Another appealing field of research questions using ML approaches is the investigation of the neural correlates complexing social preferences and behaviors, such as friendship or engagement with political ideologies. For example, Kanai et al. (2011) applied a classifier to differentiate between participants with self-declared conservative or liberal political ideologies. Using the gray matter volume of the anterior cingulate and the right amygdala as inputs, the classifier reached near to 70% accuracy (Kanai et al., 2011). In another study, liberal and conservative participants were classified using functional MRI data with remarkable AUC values of more than 98% (Ahn et al., 2014).

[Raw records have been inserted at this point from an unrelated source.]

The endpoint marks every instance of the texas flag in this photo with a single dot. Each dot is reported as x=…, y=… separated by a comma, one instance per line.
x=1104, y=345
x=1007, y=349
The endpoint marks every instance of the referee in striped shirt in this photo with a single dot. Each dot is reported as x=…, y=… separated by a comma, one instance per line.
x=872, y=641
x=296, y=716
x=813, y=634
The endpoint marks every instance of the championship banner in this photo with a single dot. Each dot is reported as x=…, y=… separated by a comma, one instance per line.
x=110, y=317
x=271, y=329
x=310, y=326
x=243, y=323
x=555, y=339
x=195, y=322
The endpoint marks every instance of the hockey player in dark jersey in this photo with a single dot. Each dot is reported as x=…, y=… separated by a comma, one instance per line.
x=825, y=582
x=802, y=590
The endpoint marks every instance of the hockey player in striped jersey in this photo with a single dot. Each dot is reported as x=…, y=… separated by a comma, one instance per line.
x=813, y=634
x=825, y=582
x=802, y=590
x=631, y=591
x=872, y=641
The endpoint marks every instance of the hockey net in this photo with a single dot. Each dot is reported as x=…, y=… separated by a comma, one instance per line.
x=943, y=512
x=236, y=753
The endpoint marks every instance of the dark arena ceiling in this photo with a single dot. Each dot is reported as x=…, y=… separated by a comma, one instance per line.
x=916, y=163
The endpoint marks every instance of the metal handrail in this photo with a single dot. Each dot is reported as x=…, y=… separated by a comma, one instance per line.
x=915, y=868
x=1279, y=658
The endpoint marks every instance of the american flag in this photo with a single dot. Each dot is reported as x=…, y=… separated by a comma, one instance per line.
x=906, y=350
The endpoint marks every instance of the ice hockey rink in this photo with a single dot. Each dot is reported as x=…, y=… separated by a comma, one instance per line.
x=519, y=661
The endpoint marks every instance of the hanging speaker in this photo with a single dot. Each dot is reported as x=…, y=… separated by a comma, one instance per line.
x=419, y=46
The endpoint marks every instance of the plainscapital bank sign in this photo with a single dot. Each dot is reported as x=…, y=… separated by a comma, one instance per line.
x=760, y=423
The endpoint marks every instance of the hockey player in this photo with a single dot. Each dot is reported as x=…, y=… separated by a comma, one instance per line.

Future Perspectives and Ethical Aspects

During the last decade, the neuroimaging community is making a continuous effort to create structured and standardized publicly available datasets, covering a wide range of samples and experiments (Poldrack & Gorgolewski, 2014). This action is fundamental to the development of optimized models for computer-aided diagnosis, for example. With larger samples, population heterogeneity, and standardized protocols, new ML models will be less susceptible to outliers and noise influence and will present higher generalization power (Schnack & Kahn, 2016). The extensive information resulting from these datasets will allow the use of ML approaches to confirm or to explore new aspects regarding the neural basis of affect and social interactions.

A promising instrumental evolution is the development of portable imaging devices, such as wearable EEG and fNIRS systems (Piper et al., 2014; von Lühmann et al., 2017). This technology allows studies outside the laboratory environment, leading to the observation of how the social brain acts in real-life situations (Balardin et al., 2017). Although ML algorithms should be adapted to deal with new levels of physiological (e.g., movement-related artifacts) and environmental (e.g., diverse magnetic fields) noises, a new range of naturalistic responses will be available for analysis. Neurofeedback applications would also be benefited by portable devices, with the possibility of location-independent training or the passive control of affect-driven software or equipment.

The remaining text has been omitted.